Step 2. Create a new anaconda env from this project. We called our specific one FairRL (you see that reference elsewhere but its the same env). Follow the installation instructions in the CMTA repo above. One thing about installation is you need install Metaworld-af8417bfc82a3e249b4b02156518d775f29eb289 , we cannot upload it here because it has too many files and is too large. This directory will sit inside /CMTA. Additionally, you should install all requirements from CMTA/src/requirements. You will need mujoco installed as well. We needed to set export LD_LIBRARY_PATH=$LD_LIBRARY_PATH:~/.mujoco/mujoco210/bin in our bashrc profile.
Step 3. You can skip this step if you want to use our embeddings located in the directory to this repo. To get vector representations of tasks run task_2_vec_LLM_50.py. You may wish to change the textural discription if adding or removing tasks. Note you will need to have a huggingface api key configured and exported.
Step 4. If you wish to use our clustering you can see the resulting files in metaworld_c0_nrand.yaml,metaworld_c1_nrand.yaml, and metaworld_c2_nrand.yaml for metaworld. Otherwise run clustering.py. This will generate clusters for a given K and epsilon. clustering.py assumes the embeddings are in ./content (this was originally ran in google colab)
Step 5. Go to CMTA/config/experiment/metaworld.yml and add your cluster by specifying which tasks are ignored. The provided metaworld.yml has all tasks removed by default. Our .yml files used in the paper are named metaworld_c0_nrand.yaml,metaworld_c1_nrand.yaml, and metaworld_c2_nrand.yaml. Simply comment the task with a hash (#) if its apart of your cluster. You will have K of these metaworld.yml files for this method. They must be named metaworld.yml and be in that location when the script below is called.
Step 6. Run MOORE.sh (provided here, we provide care.sh for reference but all these files are in the repo from step 1). MOORE was our best baseline and it isn't present in the CMTA repo.
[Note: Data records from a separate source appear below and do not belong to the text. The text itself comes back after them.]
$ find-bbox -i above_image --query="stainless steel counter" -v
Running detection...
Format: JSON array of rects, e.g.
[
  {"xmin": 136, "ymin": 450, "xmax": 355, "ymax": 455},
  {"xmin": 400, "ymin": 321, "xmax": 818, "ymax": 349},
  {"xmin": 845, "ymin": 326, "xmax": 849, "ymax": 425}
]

You need to replace CMTA/mtrl/agent/components/encoder.py with the one present in this repo. If you run other baselines using this encoder set self.MOORE=FALSE in that file. You will run this K times, one for each cluster modifying the metaworld.yml file in step 4.
Step 7. Once these 3 are done take the STDOUT of the experiment runs in step 5 and run preprocess_max.py. This will generate a CSV called C_avg_final.csv. This is a raw datafile.
Step 8. Aggregate the data in step 6 with aggregate_results.py. You will need to modify the directory path to the location of C_avg_final.csv. This will write a test and train csv with final results.
Note on checkpointing. We have should_resume = True in our metaworld.yml. This is different from the CMTA repo. This should allow you to simply rerun MOORE.sh should it fail midstream for whatever reason, and then simply paste the outputs together prior to step 7.